The talks come at a critical moment for South Africa, where unemployment remains among the highest in the world. Official figures from Statistics South Africa place the expanded unemployment rate — which includes those who have given up looking for work — at 43.1 percent in the first quarter of 2025, up from 41.9 percent at the end of 2024.
The government has identified job creation and investment in public infrastructure as central to any credible economic recovery plan.
The World Bank has been a long-standing development partner for South Africa, though the relationship has evolved considerably since the end of apartheid in 1994. In recent years, the Bank has provided support in areas including energy transition, water infrastructure and public finance management — sectors where the government has faced sustained pressure.
Mr Banga, who began his five-year term as World Bank Group President on 2 June 2023, has been reshaping the institution’s approach to development financing, placing greater emphasis on private sector mobilisation and climate-aligned investment. His visit to Pretoria signals continued institutional engagement with South Africa as it navigates fiscal constraints and a fragile growth outlook.

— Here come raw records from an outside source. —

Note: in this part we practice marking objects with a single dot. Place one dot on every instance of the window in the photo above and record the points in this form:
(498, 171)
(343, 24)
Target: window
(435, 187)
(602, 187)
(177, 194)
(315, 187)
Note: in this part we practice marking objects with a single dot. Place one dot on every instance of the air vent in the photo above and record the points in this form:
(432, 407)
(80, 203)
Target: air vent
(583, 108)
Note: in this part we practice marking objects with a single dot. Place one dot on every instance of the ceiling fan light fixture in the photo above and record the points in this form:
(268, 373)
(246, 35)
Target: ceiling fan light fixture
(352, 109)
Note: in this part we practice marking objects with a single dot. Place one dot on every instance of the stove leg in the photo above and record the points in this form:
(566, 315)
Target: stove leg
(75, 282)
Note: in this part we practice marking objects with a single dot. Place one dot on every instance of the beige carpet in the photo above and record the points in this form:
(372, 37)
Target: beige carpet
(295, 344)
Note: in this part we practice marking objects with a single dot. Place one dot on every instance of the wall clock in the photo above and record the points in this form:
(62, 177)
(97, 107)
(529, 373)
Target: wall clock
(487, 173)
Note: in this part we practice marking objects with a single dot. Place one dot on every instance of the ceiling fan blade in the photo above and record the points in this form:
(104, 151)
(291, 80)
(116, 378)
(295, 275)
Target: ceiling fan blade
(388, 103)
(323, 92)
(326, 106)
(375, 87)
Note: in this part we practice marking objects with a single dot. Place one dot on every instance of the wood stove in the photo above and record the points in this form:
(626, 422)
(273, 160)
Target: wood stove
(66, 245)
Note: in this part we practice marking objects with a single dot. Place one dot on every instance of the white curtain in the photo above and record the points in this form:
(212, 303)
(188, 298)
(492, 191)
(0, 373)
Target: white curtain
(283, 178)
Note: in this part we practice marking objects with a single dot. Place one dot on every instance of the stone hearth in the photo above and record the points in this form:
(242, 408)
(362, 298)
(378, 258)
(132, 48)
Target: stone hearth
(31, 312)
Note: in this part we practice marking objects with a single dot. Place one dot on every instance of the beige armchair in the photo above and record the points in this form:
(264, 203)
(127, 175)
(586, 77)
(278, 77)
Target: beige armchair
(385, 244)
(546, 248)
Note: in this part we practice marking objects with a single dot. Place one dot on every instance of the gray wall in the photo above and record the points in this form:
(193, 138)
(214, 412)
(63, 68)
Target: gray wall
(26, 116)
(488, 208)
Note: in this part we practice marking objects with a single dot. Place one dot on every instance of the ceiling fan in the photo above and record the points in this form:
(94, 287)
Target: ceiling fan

South Africa’s economy grew by approximately 0.5 percent in 2024, following growth of around 0.7 percent in 2023 — both figures reflecting sustained weakness that has persisted since the country emerged from the pandemic contraction of 2020. The government has been under pressure to attract foreign investment and unlock infrastructure spending that has stalled in part due to weaknesses in state-owned enterprises, including Eskom and Transnet.
The emphasis on “improving state capability” in the partnership framework discussions points directly to those vulnerabilities. South Africa has repeatedly acknowledged that poor public administration and corruption have undermined service delivery and investor confidence.
No figures were disclosed regarding the financial scope of the new framework, and no joint statement had been issued at the time of publication.
The Country Partnership Framework is expected to be formally concluded ahead of the 2027 implementation date.